Philadelphia asks us to not giggle when Roger Corman takes the stand on Blu-ray Disc courtesy of Twilight Time. This release is being limited to a print run of 3000 copies. (Which seems small for a title like this, but I guess that Twilight Time knows what they are doing.) The film has been letterboxed at 1.85:1 and the Disc carries an AVC 1080p HD transfer which runs at an average of 30 Mpbs. The image is sharp and clear, showing only mild grain and no overt defects from the source material. The colors here are subdued, just as in the Silence of the Lambs, and the image is somewhat dark at times. The picture does show off nice depth, as the actors are clearly delineated from the backgrounds. The level of detail is pretty good, which is important, as we must see how Hanks' face changes. The Disc carries a DTS-HD Master Audio 5.1 track which runs at 48 kHz and an average of 3.8 Mbps. The track provides clear dialogue and sound effects. This track is somewhat flat, as it doesn't offer much in the way of surround sound. However, the audio coming from the front does have a nice resonance to it, which really makes the raised voices in the court room scenes come to life.

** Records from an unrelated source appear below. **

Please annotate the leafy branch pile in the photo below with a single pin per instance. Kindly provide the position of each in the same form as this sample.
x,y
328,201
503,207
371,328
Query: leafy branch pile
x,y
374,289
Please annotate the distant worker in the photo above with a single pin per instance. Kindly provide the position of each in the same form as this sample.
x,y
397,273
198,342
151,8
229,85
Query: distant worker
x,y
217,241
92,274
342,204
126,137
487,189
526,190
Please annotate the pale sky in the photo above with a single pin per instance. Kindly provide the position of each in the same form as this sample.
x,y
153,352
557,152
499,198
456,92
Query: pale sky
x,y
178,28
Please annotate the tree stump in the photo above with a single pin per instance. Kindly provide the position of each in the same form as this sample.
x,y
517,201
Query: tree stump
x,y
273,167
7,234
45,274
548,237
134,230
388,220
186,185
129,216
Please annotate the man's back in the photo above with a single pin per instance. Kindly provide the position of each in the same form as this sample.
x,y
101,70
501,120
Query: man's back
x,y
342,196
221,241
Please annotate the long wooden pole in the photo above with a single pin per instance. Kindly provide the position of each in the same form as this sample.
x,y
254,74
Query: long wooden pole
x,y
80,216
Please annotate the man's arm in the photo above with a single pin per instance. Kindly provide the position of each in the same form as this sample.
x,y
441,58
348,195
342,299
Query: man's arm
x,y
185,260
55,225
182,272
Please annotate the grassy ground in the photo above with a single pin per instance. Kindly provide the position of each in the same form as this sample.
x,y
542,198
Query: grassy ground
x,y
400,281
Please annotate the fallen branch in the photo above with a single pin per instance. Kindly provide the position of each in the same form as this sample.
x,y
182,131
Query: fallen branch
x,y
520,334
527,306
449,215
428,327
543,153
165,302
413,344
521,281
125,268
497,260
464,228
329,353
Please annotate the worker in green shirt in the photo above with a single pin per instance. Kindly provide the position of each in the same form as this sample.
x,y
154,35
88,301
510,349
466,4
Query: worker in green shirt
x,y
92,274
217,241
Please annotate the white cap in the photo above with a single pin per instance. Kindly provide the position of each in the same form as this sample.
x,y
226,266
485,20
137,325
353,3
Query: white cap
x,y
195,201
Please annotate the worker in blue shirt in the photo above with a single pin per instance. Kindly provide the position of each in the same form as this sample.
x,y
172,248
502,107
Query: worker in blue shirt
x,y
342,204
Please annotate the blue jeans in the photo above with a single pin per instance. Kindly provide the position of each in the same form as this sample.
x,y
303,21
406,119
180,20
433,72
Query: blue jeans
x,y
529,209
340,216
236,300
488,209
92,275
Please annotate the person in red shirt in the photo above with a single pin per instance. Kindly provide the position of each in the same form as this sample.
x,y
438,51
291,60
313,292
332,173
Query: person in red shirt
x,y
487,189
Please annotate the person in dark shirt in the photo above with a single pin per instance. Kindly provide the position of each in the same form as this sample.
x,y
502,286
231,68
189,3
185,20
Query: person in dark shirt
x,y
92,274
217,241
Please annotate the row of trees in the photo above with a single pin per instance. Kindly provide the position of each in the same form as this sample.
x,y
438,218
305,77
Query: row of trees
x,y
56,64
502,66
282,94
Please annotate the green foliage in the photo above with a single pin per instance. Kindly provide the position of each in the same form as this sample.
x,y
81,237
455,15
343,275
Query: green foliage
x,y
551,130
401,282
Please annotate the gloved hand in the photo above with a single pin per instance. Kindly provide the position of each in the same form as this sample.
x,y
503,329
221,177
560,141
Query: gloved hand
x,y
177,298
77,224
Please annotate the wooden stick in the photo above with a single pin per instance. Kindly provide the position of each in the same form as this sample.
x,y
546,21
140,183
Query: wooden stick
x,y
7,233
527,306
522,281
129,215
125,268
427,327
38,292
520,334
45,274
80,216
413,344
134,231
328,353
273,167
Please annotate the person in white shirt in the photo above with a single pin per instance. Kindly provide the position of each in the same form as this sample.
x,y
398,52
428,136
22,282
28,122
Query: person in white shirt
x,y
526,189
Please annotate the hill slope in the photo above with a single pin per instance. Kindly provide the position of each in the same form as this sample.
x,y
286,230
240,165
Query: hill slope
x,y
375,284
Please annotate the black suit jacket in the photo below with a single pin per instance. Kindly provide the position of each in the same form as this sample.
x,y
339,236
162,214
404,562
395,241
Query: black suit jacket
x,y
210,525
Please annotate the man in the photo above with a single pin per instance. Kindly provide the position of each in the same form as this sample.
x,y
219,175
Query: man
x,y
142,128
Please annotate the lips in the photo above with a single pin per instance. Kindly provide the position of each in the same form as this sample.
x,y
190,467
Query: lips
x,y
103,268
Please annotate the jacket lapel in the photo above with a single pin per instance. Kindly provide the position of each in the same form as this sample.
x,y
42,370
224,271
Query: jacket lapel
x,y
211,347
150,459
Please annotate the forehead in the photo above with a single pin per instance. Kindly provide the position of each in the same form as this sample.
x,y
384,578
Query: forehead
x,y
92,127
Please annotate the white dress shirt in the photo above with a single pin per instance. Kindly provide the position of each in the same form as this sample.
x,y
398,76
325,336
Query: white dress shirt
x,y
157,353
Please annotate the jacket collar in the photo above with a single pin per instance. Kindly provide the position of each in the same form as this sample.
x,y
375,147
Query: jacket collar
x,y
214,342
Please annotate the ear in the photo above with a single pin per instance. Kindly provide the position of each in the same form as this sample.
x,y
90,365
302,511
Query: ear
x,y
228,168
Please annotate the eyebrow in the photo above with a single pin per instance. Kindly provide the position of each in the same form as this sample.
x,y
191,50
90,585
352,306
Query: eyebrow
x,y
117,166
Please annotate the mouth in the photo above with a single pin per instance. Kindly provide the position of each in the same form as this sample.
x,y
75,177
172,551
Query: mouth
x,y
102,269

The Philadelphia Blu-ray Disc contains several extra features. We begin with an AUDIO COMMENTARY from Director Jonathan Demme and Screenwriter Ron Nyswaner. "Making of Philadelphia" (6 minutes) is an archival piece which plays like an EPK. It contains comments from Hanks, Washington, Demme, Robards, and Mary Steenburgen, who talk about the story and the themes, but it mostly consists of clips from the movie. The Disc contains six DELETED SCENES which run about 11 minutes. A very powerful scene where a settlement could not be reached should have been left in the movie, as well as a brief moment where Andy meditates. "Courthouse Protest Footage and Interviews" (4 minutes) offers video footage of the crowd which is seen for only a few moments in the film. This looks like a raw TV feed which has yet to be edited. Viewers can choose to watch the film hearing only the score on an isolated track. The final extra is the THEATRICAL TRAILER for the film.